Wireshark-users: Re: [Wireshark-users] Learning to setup WS to see TCP and HTTP
From: Guy Harris <guy@xxxxxxxxxxxx>
Date: Thu, 27 Mar 2008 15:38:20 -0700

On Mar 26, 2008, at 7:57 PM, Rudyard Wallen wrote:

OK, some of that went over my head but I think I got the gist. So I
guess the big question is: Is there a way to see HTTP on this network
combo of wired and wireless machines that all are connected to this one
router?

Yes - run Wireshark/TShark, or dumpcap, or tcpdump/WinDump, on the machine that's sending out and receiving the HTTP traffic.

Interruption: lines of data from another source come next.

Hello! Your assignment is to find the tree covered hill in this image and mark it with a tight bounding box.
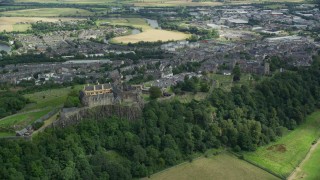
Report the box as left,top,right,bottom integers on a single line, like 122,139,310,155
0,60,320,179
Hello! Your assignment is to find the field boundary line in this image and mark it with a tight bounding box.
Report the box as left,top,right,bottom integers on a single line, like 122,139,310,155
287,137,320,180
229,151,286,179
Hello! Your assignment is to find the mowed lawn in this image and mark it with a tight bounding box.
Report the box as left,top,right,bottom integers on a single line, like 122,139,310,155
297,145,320,180
0,8,93,17
146,153,278,180
244,111,320,178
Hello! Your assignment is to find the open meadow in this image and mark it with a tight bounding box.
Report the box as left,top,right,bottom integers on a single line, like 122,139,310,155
14,0,114,5
101,18,190,44
112,29,190,44
289,141,320,180
0,8,93,17
97,18,151,30
0,86,82,137
15,0,303,7
146,153,278,180
0,17,79,32
243,111,320,178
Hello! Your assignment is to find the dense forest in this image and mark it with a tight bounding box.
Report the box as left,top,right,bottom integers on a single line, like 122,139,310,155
0,60,320,179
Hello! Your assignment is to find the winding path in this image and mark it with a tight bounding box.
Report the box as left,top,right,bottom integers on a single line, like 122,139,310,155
288,138,320,180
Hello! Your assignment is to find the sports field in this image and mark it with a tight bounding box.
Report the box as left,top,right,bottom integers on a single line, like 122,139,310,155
146,153,278,180
0,17,77,32
244,111,320,178
0,8,93,17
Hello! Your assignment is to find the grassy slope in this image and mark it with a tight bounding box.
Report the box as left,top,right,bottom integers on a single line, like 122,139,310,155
244,111,320,177
0,8,92,17
0,108,50,129
97,18,190,44
151,153,277,180
297,145,320,180
97,18,151,30
0,85,82,137
15,0,303,6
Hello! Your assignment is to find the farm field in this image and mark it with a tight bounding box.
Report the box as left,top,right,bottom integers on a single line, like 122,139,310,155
146,153,278,180
0,8,92,17
244,111,320,178
0,86,82,137
289,141,320,180
112,29,190,44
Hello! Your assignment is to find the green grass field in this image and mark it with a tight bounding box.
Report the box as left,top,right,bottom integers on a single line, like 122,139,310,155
97,18,151,30
244,111,320,177
297,145,320,180
22,88,70,112
0,108,51,130
0,85,83,137
0,8,93,17
15,0,113,5
146,153,278,180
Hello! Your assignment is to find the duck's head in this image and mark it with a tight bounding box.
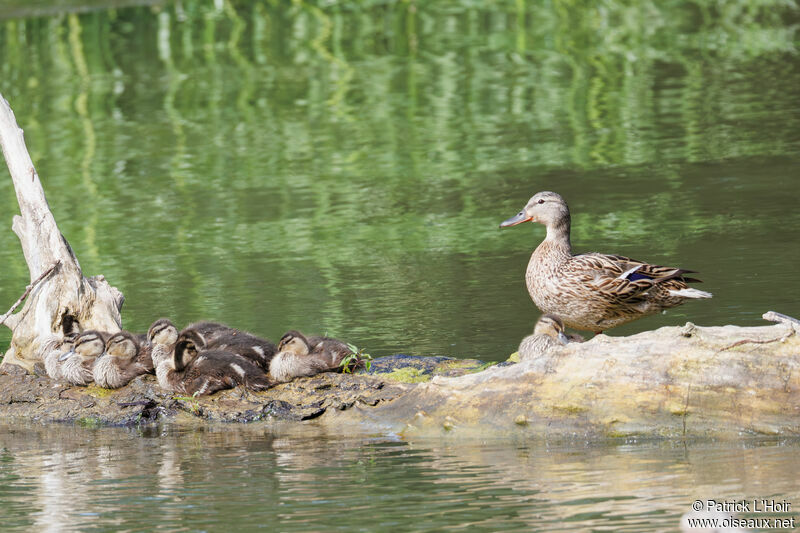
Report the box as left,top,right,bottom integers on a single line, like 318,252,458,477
58,330,106,361
172,329,205,371
104,331,139,363
533,315,569,344
500,191,569,228
278,330,311,355
147,318,178,346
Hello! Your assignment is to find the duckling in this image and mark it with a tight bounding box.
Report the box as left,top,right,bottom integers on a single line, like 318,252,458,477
182,322,276,372
147,318,178,371
92,331,152,389
269,330,352,383
58,330,109,385
500,191,712,333
42,333,78,380
519,315,570,361
156,330,274,396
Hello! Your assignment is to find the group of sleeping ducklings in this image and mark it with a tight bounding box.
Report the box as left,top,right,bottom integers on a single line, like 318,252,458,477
45,191,712,386
44,318,360,396
510,191,712,361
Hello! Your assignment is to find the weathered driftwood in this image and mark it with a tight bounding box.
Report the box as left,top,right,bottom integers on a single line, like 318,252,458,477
0,96,800,438
0,95,123,372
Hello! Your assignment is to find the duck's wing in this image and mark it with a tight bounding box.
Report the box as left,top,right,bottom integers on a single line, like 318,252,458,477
568,253,700,306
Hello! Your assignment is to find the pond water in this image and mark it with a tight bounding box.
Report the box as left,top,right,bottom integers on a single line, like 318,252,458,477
0,0,800,531
0,424,800,532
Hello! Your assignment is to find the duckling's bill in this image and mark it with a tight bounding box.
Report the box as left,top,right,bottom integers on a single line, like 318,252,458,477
58,350,75,363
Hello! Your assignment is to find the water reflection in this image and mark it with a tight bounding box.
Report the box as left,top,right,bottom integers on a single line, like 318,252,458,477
0,425,800,531
0,0,800,360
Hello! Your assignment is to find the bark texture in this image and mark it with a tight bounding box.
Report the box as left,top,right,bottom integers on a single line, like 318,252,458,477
0,95,124,372
0,323,800,440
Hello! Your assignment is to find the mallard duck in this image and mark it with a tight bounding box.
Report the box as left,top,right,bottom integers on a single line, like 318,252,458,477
181,322,276,372
269,330,352,383
500,191,712,333
147,318,178,368
58,330,109,385
519,315,582,361
156,331,274,396
92,331,153,389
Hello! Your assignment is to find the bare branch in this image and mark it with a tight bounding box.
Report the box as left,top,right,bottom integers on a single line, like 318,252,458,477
0,261,61,329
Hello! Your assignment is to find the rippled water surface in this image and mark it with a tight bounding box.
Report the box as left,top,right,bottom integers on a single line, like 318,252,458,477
0,0,800,531
0,425,800,532
0,0,800,360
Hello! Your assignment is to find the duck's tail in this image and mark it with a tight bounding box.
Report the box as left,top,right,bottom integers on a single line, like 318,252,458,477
669,289,714,298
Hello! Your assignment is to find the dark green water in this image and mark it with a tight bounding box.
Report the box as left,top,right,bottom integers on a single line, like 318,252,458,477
0,425,800,532
0,0,800,531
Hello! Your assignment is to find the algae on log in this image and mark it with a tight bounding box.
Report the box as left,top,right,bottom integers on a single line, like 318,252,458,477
0,94,124,373
362,322,800,438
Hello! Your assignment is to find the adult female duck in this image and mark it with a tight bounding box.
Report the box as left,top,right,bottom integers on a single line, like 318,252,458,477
500,191,711,333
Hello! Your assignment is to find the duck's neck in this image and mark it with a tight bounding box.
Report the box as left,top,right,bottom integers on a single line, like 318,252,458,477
542,214,572,251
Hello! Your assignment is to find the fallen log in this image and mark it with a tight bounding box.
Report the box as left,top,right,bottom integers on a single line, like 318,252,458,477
0,322,800,439
0,95,800,438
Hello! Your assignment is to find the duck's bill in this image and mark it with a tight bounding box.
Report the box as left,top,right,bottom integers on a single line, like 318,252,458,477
500,211,533,228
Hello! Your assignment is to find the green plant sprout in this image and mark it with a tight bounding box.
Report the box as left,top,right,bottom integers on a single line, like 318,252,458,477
339,344,372,374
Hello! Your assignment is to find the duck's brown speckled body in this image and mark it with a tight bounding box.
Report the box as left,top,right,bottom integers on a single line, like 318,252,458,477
500,191,711,333
269,331,352,383
156,331,274,396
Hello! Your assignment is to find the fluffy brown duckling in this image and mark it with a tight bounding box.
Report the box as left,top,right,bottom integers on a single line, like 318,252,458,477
156,330,274,396
92,331,153,389
519,315,583,361
269,330,352,383
147,318,178,369
181,322,276,372
58,330,109,385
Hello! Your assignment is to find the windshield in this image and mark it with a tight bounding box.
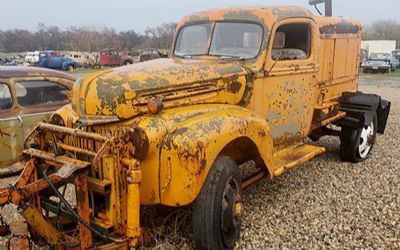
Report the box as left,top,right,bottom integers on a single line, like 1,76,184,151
174,22,263,59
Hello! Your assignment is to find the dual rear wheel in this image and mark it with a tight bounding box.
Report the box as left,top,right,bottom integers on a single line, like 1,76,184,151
193,115,377,249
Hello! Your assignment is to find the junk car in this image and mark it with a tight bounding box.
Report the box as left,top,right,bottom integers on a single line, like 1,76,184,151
0,66,76,168
361,53,399,73
100,49,133,66
37,51,77,71
139,49,168,62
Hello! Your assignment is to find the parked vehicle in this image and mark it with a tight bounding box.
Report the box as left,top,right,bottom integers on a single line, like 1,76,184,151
25,51,40,64
139,49,168,62
65,51,97,68
38,51,76,71
100,49,133,66
0,55,21,66
0,1,390,249
361,53,399,73
392,49,400,68
0,66,75,168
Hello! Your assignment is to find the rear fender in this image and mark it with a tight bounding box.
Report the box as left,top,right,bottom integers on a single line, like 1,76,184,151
160,107,273,206
339,92,391,134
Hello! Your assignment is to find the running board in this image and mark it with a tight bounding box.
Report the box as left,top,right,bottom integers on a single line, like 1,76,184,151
273,144,325,176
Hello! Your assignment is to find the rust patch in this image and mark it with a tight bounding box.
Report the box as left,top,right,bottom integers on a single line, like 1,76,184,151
228,81,242,94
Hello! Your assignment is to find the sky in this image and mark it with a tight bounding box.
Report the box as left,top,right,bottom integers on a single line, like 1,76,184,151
0,0,400,33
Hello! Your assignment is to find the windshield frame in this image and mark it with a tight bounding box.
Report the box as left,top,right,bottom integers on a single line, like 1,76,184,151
172,20,265,60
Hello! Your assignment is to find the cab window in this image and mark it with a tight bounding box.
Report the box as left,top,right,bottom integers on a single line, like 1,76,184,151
0,83,13,111
271,23,311,61
16,80,68,107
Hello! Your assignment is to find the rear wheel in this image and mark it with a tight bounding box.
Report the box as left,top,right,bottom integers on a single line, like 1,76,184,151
193,156,242,249
340,114,377,162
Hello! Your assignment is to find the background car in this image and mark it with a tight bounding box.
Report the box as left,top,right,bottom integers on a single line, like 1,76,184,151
25,50,40,65
100,49,133,66
361,53,399,73
0,66,76,168
139,49,168,62
38,51,76,71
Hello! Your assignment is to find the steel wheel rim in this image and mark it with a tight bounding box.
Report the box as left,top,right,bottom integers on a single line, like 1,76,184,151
221,176,242,248
358,122,374,158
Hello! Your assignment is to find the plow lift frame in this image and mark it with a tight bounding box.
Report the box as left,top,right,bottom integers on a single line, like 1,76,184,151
0,123,142,249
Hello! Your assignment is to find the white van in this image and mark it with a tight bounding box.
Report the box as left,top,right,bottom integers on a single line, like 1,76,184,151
25,51,40,64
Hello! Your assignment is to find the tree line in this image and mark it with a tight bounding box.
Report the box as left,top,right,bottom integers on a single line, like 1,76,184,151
0,20,400,52
0,23,177,52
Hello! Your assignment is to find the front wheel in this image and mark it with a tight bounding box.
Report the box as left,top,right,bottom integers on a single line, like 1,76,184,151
193,156,243,249
67,65,74,72
340,114,377,162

You *might* be able to see that traffic from another machine if it's wireless traffic and you're capturing on a machine/OS/driver/wireless adapter that supports "monitor mode" (if it's Windows, monitor mode is only supported in Vista, and even there it's not supported by WinPcap, which is what Wireshark uses to capture traffic on Windows; you could also get an AirPcap adapter:

	http://www.cacetech.com/products/airpcap_family.htm

and use that, but they're not cheap).

If it's wired traffic (i.e., a machine plugging into an Ethernet interface on the WRT54GS), you're probably out of luck, unless the WRT54GS supports "port mirroring".

Update: I just connected my laptop via Ethernet to the router. My tower
is running Wireshark. I see the IP address of my laptop (a Mac) but it
only shows IGMP, MDNS and UDP packets for that source IP. Could I have
this thing setup wrong?

IGMP is for managing multicast groups, so at least some IGMP packets are probably multicast.

The "M" in "MDNS" stands for... multicast, so its packets are multicast.

The other UDP packets you're seeing are probably also broadcast or multicast.

I.e., this is the same problem. You're plugging into a switch, which means you aren't necessarily going to see all the traffic passing through the switch; a switched Ethernet is different from a traditional Ethernet in that fashion.